Sri Lankan man say he’ll die if son is left behind

A 58-year-old father ordered deported from Canada says he will die if he is forced to leave his son behind.

Thillaiampalam Kanthasamy is a Sri Lankan refugee who has been here for seven years.

A Tamil police constable back home, Kanthasamy fled to Canada after being chased out of his house by armed militants in Kankesanturai, northern Sri Lanka.

He was forced to leave his wife Annadevi, 49, and two daughters Ranjani, 19, and Koneswary, 16.

A gas attendant is Downsview, Kanthasamy has been ordered deported by Canadian immigration authorities.

But his 13-year-old son, Thushyanthan, is allowed to stay.

“If I am taken away I’d have to commit suicide – there is no other way,” said a weeping Kanthasamy, his calloused hands holding his face.

On Oct. 30, an immigration officer sent Kanthasamy a letter saying after his personal circumstances were “carefully reviewed… there are insufficient compelling humanitarian and compassionate considerations” to keep him in the country.

But the refugee division of the immigration and refugee board ruled it is unsafe for the child to return to Sri Lanka, said lawyer Max Berger who is representing the Kanthasamys.

If Thushyanthan returns to Sri Lanka he will be recruited by the rebel group the Tamil Tigers, which enlists boys as young as 10 in their fight against the majority group, the Sinhalese.

Under the United Nations charter, the Grade 8 student qualifies as a convention refugee because of his “race and membership in a particular social group – that as a young Tamil male from the north of Sri Lanka,” wrote Judge Barbara Fraser, of the Refugee Division, in her decision to keep Thushyanthan here.

Fraser also ruled that the best interest of the child “would be served being here with his father in Canada.”

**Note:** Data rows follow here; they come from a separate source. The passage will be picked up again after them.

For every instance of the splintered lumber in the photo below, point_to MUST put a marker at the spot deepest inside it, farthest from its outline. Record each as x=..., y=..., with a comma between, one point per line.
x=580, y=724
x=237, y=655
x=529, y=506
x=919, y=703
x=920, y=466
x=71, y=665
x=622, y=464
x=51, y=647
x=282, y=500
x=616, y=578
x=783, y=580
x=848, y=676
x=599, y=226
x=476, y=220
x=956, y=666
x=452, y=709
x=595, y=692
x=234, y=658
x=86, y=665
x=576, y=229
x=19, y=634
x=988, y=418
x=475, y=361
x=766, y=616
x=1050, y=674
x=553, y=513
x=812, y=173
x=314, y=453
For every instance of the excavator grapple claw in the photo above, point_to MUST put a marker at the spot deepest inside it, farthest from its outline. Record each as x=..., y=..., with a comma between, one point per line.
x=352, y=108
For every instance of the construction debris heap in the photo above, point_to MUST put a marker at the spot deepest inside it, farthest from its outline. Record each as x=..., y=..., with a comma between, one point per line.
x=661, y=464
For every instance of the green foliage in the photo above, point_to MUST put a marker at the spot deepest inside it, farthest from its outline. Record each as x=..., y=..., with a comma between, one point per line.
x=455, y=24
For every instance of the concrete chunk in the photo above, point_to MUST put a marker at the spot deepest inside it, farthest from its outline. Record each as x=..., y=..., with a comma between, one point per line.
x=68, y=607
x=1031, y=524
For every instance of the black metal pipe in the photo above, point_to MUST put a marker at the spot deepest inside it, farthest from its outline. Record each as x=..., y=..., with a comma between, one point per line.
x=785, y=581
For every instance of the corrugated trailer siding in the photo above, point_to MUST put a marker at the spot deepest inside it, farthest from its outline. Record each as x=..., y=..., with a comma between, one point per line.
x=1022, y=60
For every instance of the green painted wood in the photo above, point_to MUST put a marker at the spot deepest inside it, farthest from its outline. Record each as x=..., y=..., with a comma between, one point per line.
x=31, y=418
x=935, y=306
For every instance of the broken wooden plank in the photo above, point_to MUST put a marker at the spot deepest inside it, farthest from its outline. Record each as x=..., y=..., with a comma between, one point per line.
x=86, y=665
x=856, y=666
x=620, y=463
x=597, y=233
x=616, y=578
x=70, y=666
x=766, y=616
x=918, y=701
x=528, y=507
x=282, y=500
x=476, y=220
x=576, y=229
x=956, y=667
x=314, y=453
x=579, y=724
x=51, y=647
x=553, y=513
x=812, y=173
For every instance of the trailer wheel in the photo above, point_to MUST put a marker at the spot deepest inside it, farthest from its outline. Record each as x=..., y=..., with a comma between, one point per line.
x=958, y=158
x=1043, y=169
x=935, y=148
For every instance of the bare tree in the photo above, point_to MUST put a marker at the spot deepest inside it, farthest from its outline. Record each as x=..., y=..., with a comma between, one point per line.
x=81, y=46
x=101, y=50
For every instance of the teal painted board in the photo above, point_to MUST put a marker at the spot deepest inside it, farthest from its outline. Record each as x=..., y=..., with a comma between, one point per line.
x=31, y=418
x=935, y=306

Kanthasamy said on his return to the island he would be “arrested at the airport and I would be retained and tortured.”

A civil war has been raging in the country for 13 years and thousands have died.

Berger has appealed to the Federal Court, but he said he isn’t sure they will offer a remedy.

“This is a mindless decision made by a faceless bureaucrat and I think the average Canadian would be shocked by the notion of a father and son being wrenched apart this way,” said Berger, who represents many of the 100,000 Tamil refugees who have fled to Canada in the last few years.

Kanthasamy said he has a brother who has been living here since 1987 and who works in a plastics factory. But his brother is unable to care for his son.